The wind weaves through the trees, its sigh throaty, and I am at home with the voice of the Catskills.
This is not my home, per se. The structure and I are not intimates, not like the house on South Jefferson that my grandfather sold to my parents, where I found the panda bear that would become that one toy - you know the one, Hobbes to my Calvin - where the basement was creepy and I knew every crack in the sidewalk in the back yard.
Nor is it the house on Prospect Avenue, where I inhabited the entire third floor and spent hours hacking away on the Olympia typewriter my father supplied for term papers in those primative pre-computer days.

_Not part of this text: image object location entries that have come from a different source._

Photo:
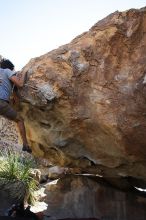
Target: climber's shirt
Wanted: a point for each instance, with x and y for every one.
(5, 84)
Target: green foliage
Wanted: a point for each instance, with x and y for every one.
(14, 168)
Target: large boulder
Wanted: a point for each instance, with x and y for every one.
(81, 197)
(84, 104)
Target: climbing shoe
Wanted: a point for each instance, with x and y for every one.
(27, 149)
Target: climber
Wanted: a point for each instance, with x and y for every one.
(8, 79)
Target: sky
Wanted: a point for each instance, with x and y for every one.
(31, 28)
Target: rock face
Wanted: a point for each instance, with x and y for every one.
(85, 104)
(81, 197)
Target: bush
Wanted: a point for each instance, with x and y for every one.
(15, 169)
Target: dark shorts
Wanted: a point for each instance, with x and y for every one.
(7, 111)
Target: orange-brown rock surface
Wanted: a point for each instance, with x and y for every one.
(84, 103)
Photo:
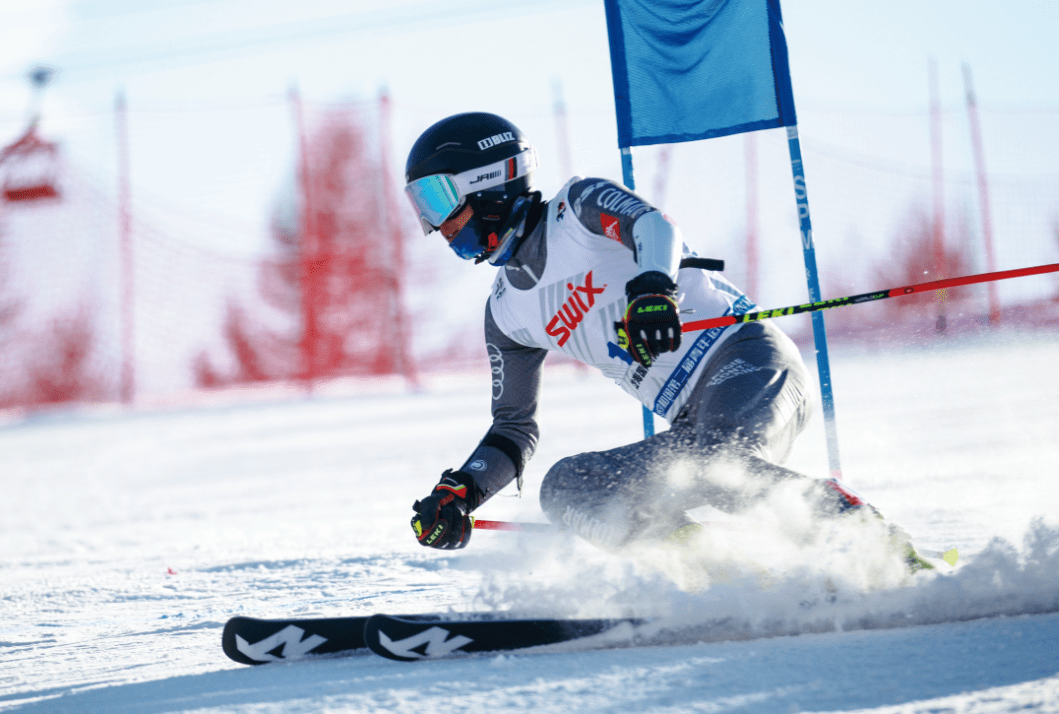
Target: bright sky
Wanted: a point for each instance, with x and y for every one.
(207, 81)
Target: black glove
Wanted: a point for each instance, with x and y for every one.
(441, 519)
(651, 323)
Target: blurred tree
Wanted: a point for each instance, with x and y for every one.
(330, 301)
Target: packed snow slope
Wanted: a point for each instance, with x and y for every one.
(127, 538)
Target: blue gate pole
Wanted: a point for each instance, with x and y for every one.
(630, 183)
(812, 280)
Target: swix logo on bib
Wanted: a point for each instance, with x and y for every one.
(574, 309)
(496, 139)
(611, 227)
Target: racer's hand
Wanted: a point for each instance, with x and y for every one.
(651, 322)
(442, 519)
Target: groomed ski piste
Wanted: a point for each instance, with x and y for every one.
(128, 538)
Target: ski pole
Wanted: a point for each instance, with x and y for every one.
(523, 527)
(481, 524)
(867, 297)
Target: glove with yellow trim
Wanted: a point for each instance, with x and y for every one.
(651, 322)
(441, 519)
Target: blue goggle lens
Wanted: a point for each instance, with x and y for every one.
(433, 197)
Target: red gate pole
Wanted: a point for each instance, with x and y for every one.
(125, 243)
(307, 249)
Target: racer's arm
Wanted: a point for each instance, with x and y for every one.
(512, 440)
(442, 519)
(616, 213)
(651, 321)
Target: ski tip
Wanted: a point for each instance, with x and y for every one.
(230, 644)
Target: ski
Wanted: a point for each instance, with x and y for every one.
(408, 640)
(255, 641)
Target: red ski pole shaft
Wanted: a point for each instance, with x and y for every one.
(867, 297)
(481, 524)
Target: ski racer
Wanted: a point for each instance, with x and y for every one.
(603, 277)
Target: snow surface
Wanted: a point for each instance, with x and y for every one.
(127, 538)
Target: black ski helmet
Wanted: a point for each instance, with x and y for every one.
(446, 165)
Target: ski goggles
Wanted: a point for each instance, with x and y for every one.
(436, 197)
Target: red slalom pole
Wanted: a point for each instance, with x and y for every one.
(868, 297)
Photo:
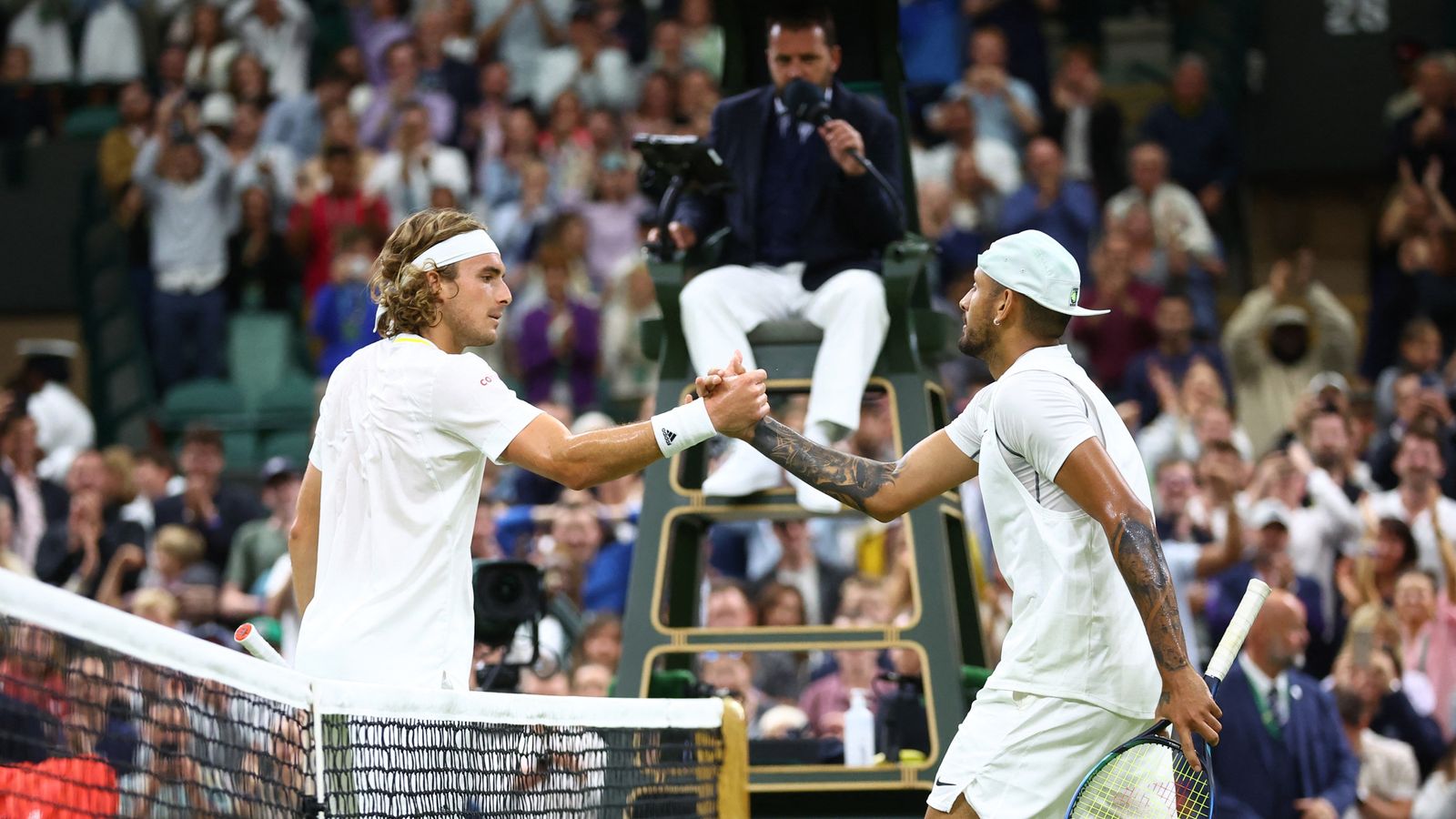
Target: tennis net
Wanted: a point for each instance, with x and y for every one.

This is the house my mother bought after the divorce, nestled away in the trees in Palenville, overlooking the Hudson Valley. A gaze off the ledge and you understand Thomas Cole's artistic motivation. Yet I have no strong personal connection to the structure other than it's Mom's house. Home, yet not, but still.
It's been several months since my last visit, so long (he said shamefully) that I actually don't remember my last visit. Was it after Thanksgiving, or before? I know it was during my final semester of grad school, when I was researching Aunt Elaine's life for my final memoir paper - Aunt Elaine, who called this buiding on the ledge home when my mother invited her in when Elaine was low on options. Too long between visits. Life is spinning so quickly there's a hum. And May is no slower. Nor June.
But tonight, there is the quiet of Greene County wilderness, just the wind through the trees, and a calmness inside, a silence in my head. And though it isn't my room atop the old Chase manor, or the small two story across from Tony's Tavern, it's Mom's place and by definition for me, I'm home.